Convertible debt instrument allowed the company to cut debt from £ 6.2 to £2.9 billion by converting company’s equity by 87% on a fully diluted basis. Managers of the company, Cadwalader and Rothschild played an important role by leading the restructuring negotiations agreements and devising a transactional structure which was accommodated by both sides. The company followed a safeguard procedure which required the company to drop all the claims against the debt company and allow the court to impose its own restructuring plan to creditors which could possible mean partial debt wire off with two thirds approval of creditors by value and the majority in number. In attaining creditor approval, MBIA being the largest holder of Eurotunnel debt, lead by example by supporting the renegotiated restructuring plan.
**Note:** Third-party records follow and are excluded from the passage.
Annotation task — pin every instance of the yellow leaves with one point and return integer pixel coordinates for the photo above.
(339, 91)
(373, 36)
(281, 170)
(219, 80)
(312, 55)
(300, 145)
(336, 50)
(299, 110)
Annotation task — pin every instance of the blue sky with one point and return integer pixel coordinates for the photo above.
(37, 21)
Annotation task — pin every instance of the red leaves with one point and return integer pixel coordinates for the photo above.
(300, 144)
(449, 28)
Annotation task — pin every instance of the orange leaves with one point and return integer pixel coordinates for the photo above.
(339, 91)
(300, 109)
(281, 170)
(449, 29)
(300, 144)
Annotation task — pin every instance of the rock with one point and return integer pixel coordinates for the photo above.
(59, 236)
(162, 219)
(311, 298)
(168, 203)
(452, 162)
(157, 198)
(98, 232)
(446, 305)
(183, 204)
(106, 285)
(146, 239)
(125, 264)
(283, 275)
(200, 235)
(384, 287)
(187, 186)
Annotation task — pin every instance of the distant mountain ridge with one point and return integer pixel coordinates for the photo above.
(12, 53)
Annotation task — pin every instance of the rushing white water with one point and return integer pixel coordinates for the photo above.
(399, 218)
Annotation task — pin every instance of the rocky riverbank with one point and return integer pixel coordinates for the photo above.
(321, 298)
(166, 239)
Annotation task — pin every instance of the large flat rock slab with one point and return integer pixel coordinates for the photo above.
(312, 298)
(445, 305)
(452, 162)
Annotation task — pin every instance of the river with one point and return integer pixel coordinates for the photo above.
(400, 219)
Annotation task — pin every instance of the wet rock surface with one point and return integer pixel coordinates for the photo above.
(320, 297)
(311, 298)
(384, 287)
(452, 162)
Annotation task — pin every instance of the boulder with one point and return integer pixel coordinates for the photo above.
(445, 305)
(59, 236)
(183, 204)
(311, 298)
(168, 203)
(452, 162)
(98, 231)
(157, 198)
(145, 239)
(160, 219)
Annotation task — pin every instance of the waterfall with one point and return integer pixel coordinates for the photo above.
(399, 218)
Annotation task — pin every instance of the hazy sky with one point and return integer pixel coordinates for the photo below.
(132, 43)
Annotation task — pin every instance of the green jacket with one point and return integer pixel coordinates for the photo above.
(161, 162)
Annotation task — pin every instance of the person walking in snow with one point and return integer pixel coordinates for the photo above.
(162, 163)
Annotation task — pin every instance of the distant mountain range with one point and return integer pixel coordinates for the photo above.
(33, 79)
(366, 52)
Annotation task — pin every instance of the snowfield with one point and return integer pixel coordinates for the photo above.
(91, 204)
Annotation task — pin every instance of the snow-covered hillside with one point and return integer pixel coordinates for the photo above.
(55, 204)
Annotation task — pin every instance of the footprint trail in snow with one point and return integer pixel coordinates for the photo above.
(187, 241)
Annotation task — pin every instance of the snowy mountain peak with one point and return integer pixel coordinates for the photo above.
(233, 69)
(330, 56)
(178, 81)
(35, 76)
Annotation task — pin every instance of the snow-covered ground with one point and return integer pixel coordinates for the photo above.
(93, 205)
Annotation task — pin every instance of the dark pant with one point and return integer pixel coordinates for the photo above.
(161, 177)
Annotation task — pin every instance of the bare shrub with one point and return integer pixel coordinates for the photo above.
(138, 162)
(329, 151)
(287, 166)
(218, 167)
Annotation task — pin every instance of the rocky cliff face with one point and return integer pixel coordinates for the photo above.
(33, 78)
Creditors representing 73 percent of Eurotunnel’s financial creditors committee gave their votes in favour of restructuring at the meeting held on 27 November 2006. The court order is still pending on that matter. Meanwhile the plans were underway to launch a tender offer for the existing Eurotunnel Units by February 2007 while still waiting for the court order. This case study is a perfect example of how managers should step up and rescue their companies during economic downturn by mobilising their resources. They should all come up with one strategy and speak with one voice in implementing solutions to current economic crisis. This idea if implemented will save tremendous number of jobs and stabilise the economy (Rothschild, 2007, p.17).
Economic conditions have compelled managers to seek new ways of competing. Managers did not consider implementing teams until economic crisis forced them to look into more effective ways of producing quality products and services at low costs. When economic conditions are poor, managers are forced to provide adequate training in interpersonal skills, decision making and provide a base for conflict resolution. Managers should also adequately invest in time and human resources to be able to sustain them during this economic downturn (Flath, 2008, p.1 :Bray, 2005).